Scraper and Crawler Practicalities
- Large-scale scrapers value generic logic: one HTML parser works “everywhere,” whereas each API needs bespoke client code and semantics.
- Some implement special handling for major CMSes (WordPress, MediaWiki) because their APIs are easy wins.
- Others say that if you’re scraping a specific site, it’s reasonable to learn and use its API, especially when it’s standardised.
LLMs and Parsing
- Debate over using LLMs to interpret HTML:
- Pro: they reduce the need to handcraft selectors; can quickly infer structure.
- Con: massive compute vs. simple parsing, probabilistic errors, and no clear audit trail; structured data remains essential where accuracy matters.
Robots.txt, Blocking, and Legal/Ethical Aspects
- Many note that robots.txt is widely ignored, especially by AI crawlers.
- Ideas raised: honeypot links, IP blocklists, user-agent rules, Cloudflare routing, browser fingerprinting; but participants see this as an arms race with collateral damage (e.g., cloud desktops, residential proxies).
- EU law and “content signals” headers/robots extensions may provide some legal leverage, but there’s skepticism big AI companies will respect voluntary schemes.
Prompt Poisoning and Anti-scraping Gimmicks
- Hiding adversarial text in HTML to poison AI outputs is discussed but seen as fragile:
- Sophisticated crawlers can render pages, detect hidden content, and filter it.
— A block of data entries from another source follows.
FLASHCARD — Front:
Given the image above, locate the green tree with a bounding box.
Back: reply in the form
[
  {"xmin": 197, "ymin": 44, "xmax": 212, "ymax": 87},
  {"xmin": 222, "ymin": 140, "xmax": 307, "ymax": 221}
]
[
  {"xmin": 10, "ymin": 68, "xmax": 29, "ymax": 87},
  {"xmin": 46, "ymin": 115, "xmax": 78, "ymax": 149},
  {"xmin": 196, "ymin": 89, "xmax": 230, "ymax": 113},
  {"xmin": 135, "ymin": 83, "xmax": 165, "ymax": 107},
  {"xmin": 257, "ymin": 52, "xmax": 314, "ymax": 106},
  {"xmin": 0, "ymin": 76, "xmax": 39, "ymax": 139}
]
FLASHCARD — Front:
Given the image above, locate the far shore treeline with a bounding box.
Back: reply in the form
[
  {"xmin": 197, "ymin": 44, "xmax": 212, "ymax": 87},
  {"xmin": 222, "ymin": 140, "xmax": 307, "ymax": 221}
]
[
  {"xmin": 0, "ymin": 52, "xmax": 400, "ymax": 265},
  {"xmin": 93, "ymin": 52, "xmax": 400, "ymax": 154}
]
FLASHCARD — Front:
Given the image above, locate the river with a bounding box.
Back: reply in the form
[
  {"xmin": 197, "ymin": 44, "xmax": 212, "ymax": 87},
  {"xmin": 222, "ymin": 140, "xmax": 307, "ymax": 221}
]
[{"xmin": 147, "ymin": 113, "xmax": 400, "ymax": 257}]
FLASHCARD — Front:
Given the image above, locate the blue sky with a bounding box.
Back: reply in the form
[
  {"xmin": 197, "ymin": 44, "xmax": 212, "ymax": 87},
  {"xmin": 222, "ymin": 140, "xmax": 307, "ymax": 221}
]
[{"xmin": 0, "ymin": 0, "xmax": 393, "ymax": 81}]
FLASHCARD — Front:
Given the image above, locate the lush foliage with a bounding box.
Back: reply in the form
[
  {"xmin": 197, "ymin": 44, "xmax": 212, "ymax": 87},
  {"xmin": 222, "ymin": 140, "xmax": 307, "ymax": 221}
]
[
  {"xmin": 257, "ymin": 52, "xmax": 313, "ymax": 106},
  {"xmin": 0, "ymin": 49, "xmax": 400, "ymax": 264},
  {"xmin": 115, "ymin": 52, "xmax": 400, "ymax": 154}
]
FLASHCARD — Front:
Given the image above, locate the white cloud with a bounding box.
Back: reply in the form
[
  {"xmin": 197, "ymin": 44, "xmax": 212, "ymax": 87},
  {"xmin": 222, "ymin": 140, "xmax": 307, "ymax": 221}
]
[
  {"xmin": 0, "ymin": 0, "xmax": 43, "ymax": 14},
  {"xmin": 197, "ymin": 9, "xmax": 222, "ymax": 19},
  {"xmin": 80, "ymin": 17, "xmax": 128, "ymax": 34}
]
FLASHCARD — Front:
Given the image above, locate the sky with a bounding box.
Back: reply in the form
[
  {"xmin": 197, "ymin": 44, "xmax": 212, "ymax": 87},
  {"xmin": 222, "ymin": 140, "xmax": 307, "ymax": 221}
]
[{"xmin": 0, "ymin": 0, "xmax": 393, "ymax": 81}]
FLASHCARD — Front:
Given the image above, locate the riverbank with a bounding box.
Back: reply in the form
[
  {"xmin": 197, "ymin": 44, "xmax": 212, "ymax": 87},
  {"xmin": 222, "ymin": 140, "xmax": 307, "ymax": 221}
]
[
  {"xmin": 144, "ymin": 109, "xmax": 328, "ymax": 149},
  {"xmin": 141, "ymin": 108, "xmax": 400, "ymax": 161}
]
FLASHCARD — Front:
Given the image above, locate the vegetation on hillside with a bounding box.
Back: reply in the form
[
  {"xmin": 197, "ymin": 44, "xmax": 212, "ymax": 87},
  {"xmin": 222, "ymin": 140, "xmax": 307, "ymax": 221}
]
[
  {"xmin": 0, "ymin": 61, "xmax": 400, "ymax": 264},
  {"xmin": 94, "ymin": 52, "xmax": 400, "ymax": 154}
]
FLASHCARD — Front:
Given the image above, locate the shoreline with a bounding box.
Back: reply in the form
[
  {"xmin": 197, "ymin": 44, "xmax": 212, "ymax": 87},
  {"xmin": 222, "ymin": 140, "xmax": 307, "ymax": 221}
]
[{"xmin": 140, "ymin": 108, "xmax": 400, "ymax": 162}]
- Risk of breaking accessibility or legitimate hidden/interactive content.
Human vs AI Interfaces & Formats
- Some fear that AI-specific APIs will eventually degrade human UIs, forcing users to go through agents.
- Others point to lost opportunities like browser-side XSLT/XML+templates or standardized OpenAPI-style descriptions that could have unified human and machine consumption.